“Silencio de Generaciones” by Mod & Viky Cardenas

Mod & Viky Cardenas

In our culture the menstrual cycle is seen as something that should remain unspoken about, it is a taboo, something to be ashamed of and a sign of shame. Being aware of extreme situations were girls are not even permitted to go to school by their parents when they are menstruating and seeing how most women are extremely ashamed by the fact that they menstruate brought the conclusion that there is a really big problem regarding something so natural and special as the menstrual cycle, and that awareness should be raised and women everywhere need to be free from repressive stigmas brought by the constant instruction generation from generation of how menstruation is something “bad”. In cultures like ours where there is a strong “macho culture” this kind of situations led to the degradation of females of all ages and create a gap between real equality. The art pieces reflect that “generational silence” past down from mother to daughter and the “life stigma” most women are forced to live with, the intent of the art is to bring a reality to as many people as possible and demonstrate a sad truth and by the same time, hopefully, raise questions and give the spectator a chance to reformulate certain paradigms and begin change.

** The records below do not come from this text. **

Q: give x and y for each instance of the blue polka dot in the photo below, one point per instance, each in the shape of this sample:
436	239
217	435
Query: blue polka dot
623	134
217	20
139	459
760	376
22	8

“Season” from Cycle of Paradise Series by Victoria Paige

 

 

Victoria Paige

This series explores the reinvention of a woman’s reproductive and sexual identity. The images display what is very much a part of everyday life. The color for this series was chosen to serve as an allusion to the pastels that are used for the marketing menstrual products; very soft pinks, blues, purples, and oranges. I adopted the characteristics way marketing agencies present menstruation, but use it in a way that can show beauty in something that is traditionally regarded as slightly repugnant. The juxtaposition of pleasant colors and uncensored presentation of flesh and blood is essential to the images. In this way, my hope is to demonstrate that flesh, blood, and normal bodily process, can be perceived as something beautiful.

 

 

“Supergrover” from 52 Ladies at Tea Series by Deb Wiles; Photo Credit: Hailey Kuckein

Deb Wiles

“52 Ladies at Tea” came from an emotional place. That is, I didn’t begin with the intention to produce it, but was led by the piece itself. Production of the work began a discourse with women I knew and new ones I met about how they felt about their vulva and their sexuality. Response to the work, that of the models and the audience becomes part of the work.

 

It has long discomforted me that society shames (us) women when we make choices for ourselves regarding our bodies and our sexuality. Our bodies belong to us. It is our right to choose for ourselves. Choose when we want to have sex and with whom, if and when we want to marry, and if, when and with whom we want to bear children. Indeed these decisions belong to individual women. They do not belong to our fathers or our husbands or our lovers. We choose. For women there is a great deal of power in sexual autonomy.

 

Shame has long been used as a tool to control women’s sexual expression (and our behavior in general). This project is an investigation into the shame we women internalize about our bodies and our sexualities in order to survive in patriarchy. Some people may well feel that in North America, after so many decades of feminism that we are well beyond feeling this sort of shame, but I beg to differ with those people and encourage them to look at things from a more global perspective rather than an ethnocentric one. Currently we live in a global cultural climate wherein some countries, women are undergoing involuntary female infibulation while others are ‘voluntarily’ paying to have surgery on their vulvae so that their genitals will look ‘prettier’, a standard that has been set by heavens knows what, but certainly the criterion has nothing to do with reality or love.